Field Note
CEO Peer Pressure and AI Adoption
When everyone does it, not following the crowd has consequences.
In January 2026, the Federal Reserve asked banks a question about AI that every CEO should have noticed.
It was not a philosophical question. It was not about AGI, labor replacement, or whether a model could reason. It was a lending question.
Compared with January 2025, were banks more or less likely to approve commercial and industrial loans to companies with different levels of exposure to artificial intelligence?

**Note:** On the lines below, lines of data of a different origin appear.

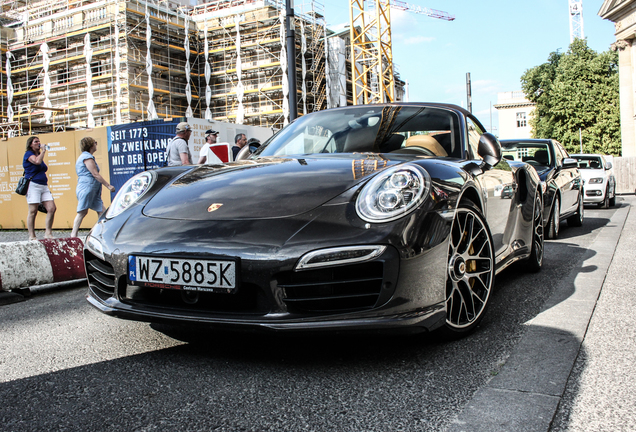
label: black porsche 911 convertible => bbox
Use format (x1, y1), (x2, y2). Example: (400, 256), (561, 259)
(84, 103), (544, 337)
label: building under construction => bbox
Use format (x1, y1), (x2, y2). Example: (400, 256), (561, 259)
(0, 0), (403, 136)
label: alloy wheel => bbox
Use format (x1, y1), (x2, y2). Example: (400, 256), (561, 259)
(446, 208), (494, 330)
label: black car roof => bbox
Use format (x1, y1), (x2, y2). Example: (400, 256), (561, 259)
(320, 102), (487, 131)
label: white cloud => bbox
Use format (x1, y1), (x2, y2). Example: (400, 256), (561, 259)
(403, 36), (435, 45)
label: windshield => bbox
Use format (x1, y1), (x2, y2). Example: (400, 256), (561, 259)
(574, 156), (603, 169)
(256, 105), (462, 157)
(501, 142), (552, 167)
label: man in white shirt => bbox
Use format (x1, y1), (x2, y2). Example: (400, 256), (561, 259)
(166, 122), (192, 166)
(197, 129), (219, 165)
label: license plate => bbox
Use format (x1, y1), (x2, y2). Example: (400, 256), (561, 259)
(128, 255), (236, 293)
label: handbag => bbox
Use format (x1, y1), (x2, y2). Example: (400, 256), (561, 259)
(15, 174), (35, 195)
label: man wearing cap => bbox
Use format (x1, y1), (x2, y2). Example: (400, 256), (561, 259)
(232, 133), (247, 160)
(197, 129), (219, 165)
(166, 122), (192, 166)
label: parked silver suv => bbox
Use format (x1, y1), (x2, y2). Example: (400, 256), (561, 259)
(570, 154), (616, 208)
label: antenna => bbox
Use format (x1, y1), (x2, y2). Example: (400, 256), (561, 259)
(569, 0), (585, 43)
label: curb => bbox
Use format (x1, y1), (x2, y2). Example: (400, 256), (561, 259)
(0, 237), (86, 297)
(447, 201), (631, 432)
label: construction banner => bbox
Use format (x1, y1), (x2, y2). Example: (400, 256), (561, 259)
(108, 120), (179, 198)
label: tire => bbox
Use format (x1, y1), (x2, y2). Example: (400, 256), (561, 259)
(525, 191), (545, 273)
(568, 195), (584, 226)
(548, 195), (561, 240)
(443, 202), (495, 339)
(598, 186), (609, 208)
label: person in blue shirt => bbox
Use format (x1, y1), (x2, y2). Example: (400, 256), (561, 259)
(22, 136), (57, 240)
(71, 137), (115, 237)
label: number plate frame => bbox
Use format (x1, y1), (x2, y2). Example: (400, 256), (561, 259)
(127, 254), (240, 294)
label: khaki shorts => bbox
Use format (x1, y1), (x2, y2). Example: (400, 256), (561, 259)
(26, 182), (53, 204)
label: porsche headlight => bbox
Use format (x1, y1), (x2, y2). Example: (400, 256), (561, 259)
(106, 171), (154, 219)
(356, 164), (431, 223)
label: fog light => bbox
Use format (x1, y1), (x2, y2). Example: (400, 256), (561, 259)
(86, 235), (105, 260)
(296, 246), (386, 270)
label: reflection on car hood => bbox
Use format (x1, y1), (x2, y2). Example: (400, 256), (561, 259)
(143, 155), (402, 220)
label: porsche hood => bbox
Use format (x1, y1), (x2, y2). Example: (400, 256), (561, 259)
(143, 155), (392, 220)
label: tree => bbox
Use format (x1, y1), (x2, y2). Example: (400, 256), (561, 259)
(521, 39), (621, 156)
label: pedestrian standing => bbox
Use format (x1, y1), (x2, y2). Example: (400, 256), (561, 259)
(22, 136), (57, 240)
(197, 129), (219, 165)
(232, 134), (247, 160)
(71, 137), (115, 237)
(166, 122), (192, 166)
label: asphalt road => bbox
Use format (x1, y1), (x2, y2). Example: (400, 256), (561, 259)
(0, 197), (634, 431)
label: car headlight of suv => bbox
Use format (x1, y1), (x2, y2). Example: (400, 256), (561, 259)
(356, 164), (431, 223)
(106, 171), (155, 219)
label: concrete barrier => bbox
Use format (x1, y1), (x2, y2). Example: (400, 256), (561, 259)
(0, 237), (86, 291)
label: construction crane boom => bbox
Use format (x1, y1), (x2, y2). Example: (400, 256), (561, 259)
(391, 0), (455, 21)
(349, 0), (455, 105)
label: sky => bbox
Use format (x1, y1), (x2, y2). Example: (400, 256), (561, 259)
(316, 0), (615, 133)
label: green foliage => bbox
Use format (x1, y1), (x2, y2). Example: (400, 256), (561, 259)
(521, 39), (621, 156)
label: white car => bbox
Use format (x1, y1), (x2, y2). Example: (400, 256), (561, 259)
(571, 154), (616, 208)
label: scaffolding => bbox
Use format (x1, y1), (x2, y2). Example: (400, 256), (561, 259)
(0, 0), (404, 136)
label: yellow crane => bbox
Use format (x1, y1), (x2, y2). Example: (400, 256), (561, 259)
(349, 0), (455, 105)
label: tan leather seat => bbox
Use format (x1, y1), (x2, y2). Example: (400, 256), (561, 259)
(404, 135), (448, 157)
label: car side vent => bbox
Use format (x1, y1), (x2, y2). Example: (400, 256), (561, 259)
(277, 261), (384, 312)
(84, 250), (115, 300)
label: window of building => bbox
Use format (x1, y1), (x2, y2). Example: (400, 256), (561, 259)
(517, 112), (528, 127)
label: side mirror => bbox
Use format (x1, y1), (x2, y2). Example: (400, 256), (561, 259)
(562, 158), (579, 169)
(477, 132), (501, 167)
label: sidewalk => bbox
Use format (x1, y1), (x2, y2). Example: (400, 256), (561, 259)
(447, 195), (636, 432)
(0, 229), (90, 306)
(0, 229), (90, 243)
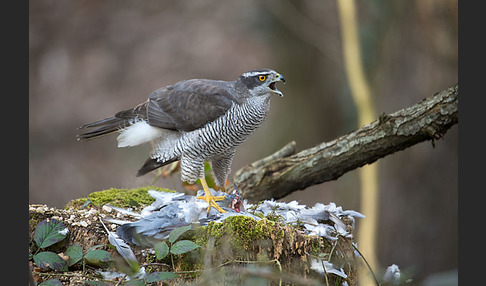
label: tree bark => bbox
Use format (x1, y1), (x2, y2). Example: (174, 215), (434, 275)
(234, 84), (458, 203)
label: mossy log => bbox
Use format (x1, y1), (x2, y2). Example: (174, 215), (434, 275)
(29, 189), (357, 285)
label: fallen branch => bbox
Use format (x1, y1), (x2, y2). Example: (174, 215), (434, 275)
(234, 84), (458, 203)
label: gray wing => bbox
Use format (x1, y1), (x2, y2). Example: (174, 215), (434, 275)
(115, 79), (240, 131)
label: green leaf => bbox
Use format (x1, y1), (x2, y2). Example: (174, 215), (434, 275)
(38, 279), (62, 286)
(145, 272), (179, 283)
(84, 249), (113, 267)
(170, 240), (201, 254)
(34, 251), (68, 272)
(154, 241), (169, 260)
(123, 280), (145, 286)
(34, 219), (69, 248)
(66, 243), (83, 266)
(169, 225), (192, 243)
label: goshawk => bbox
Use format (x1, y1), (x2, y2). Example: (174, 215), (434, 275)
(78, 69), (285, 212)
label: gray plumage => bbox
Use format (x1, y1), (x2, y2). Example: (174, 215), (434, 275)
(104, 189), (364, 247)
(78, 69), (285, 186)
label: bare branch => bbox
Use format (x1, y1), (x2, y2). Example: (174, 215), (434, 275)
(234, 84), (458, 202)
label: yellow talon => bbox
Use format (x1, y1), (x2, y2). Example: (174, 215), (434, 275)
(197, 178), (226, 213)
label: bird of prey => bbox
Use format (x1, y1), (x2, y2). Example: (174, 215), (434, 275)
(78, 69), (285, 212)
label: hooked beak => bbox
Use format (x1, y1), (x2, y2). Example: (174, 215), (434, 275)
(268, 73), (285, 97)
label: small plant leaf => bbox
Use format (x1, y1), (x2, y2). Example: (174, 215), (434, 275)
(38, 279), (62, 286)
(145, 272), (179, 283)
(65, 243), (83, 266)
(169, 225), (192, 243)
(34, 219), (69, 248)
(170, 240), (201, 254)
(83, 280), (111, 286)
(34, 251), (68, 272)
(154, 241), (169, 260)
(84, 249), (113, 267)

The question appeared in the Senior Loan Officer Opinion Survey on Bank Lending Practices, usually shortened to SLOOS. The name is dry enough to disappear into the wallpaper, which is unfortunate, because the survey is one of the cleaner places where institutional belief becomes visible.
The Fed uses SLOOS to ask senior loan officers whether lending standards are getting tighter or looser, whether demand for loans is rising or falling, and what kinds of borrowers are becoming easier or harder to finance. It is not a technology survey. It is a credit survey. That is why the AI question matters.

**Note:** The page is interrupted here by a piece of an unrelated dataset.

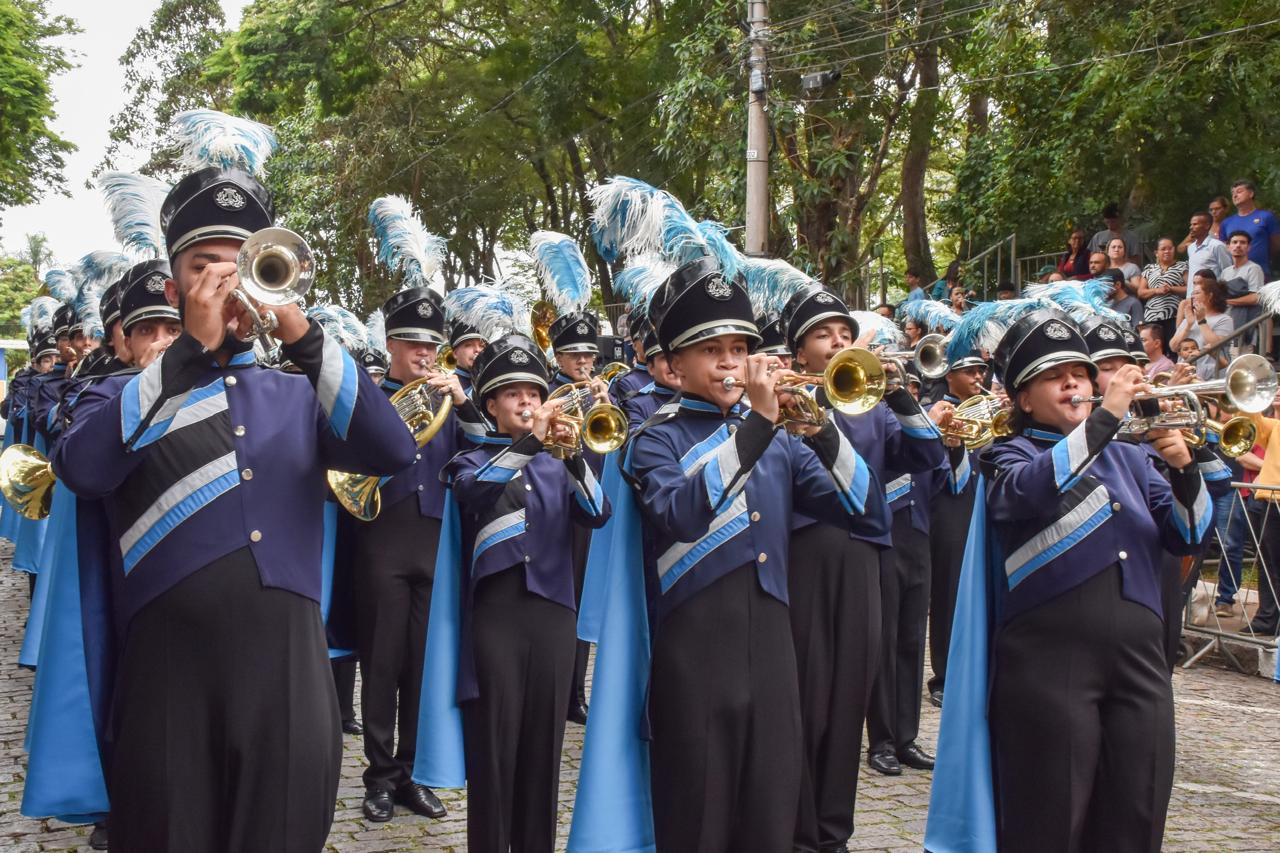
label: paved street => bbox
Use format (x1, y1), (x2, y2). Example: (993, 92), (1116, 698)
(0, 546), (1280, 853)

The January 2026 answer was direct enough to matter.
For firms in sectors that banks believed would benefit from high AI exposure, 22.2 percent of banks said they were somewhat more likely to approve a loan. Among large banks, the number was 42.1 percent. For firms in sectors that banks believed would be adversely affected by high AI exposure, 58.5 percent of banks said they were less likely to approve a loan. For firms with little AI exposure, every bank in the survey said its likelihood of approval was basically unchanged.
A credit officer does not need to believe in every AI claim for this to matter. The question itself means AI had moved from pitch deck to credit file.
A CEO does not have to believe every AI claim to understand what just happened. She does not have to believe the consultant. She does not have to believe the board member who came back from a conference suddenly convinced the entire company needs an AI transformation office. She does not have to believe the investor who talks about productivity gains as if execution risk has been repealed.
But she does have to believe her lender.
Once banks begin asking whether AI exposure changes loan approval, AI becomes part of the capital-access story. It may not be formal in every credit model. It may not be weighted the same way by every lender. It may not even be right in every industry. The point is narrower. The question has entered the room.
When that happens, silence starts to carry meaning.
If the CEO has no AI strategy, the bank may hear complacency. If the CEO has no pilots, the board may hear drift. If the CEO says the technology is overhyped, investors may hear that management is under-reading the next productivity shift. If the CEO waits too long, employees may hear that the company is going to be late to the tools that reshape their own work.
That is the peer pressure in this piece. Not the high school version, where the consequence is embarrassment. This is the adult version, where the consequence shows up in credit terms, valuation, analyst patience, board confidence, hiring, and competitive narrative. The room stays polite. The pressure still works.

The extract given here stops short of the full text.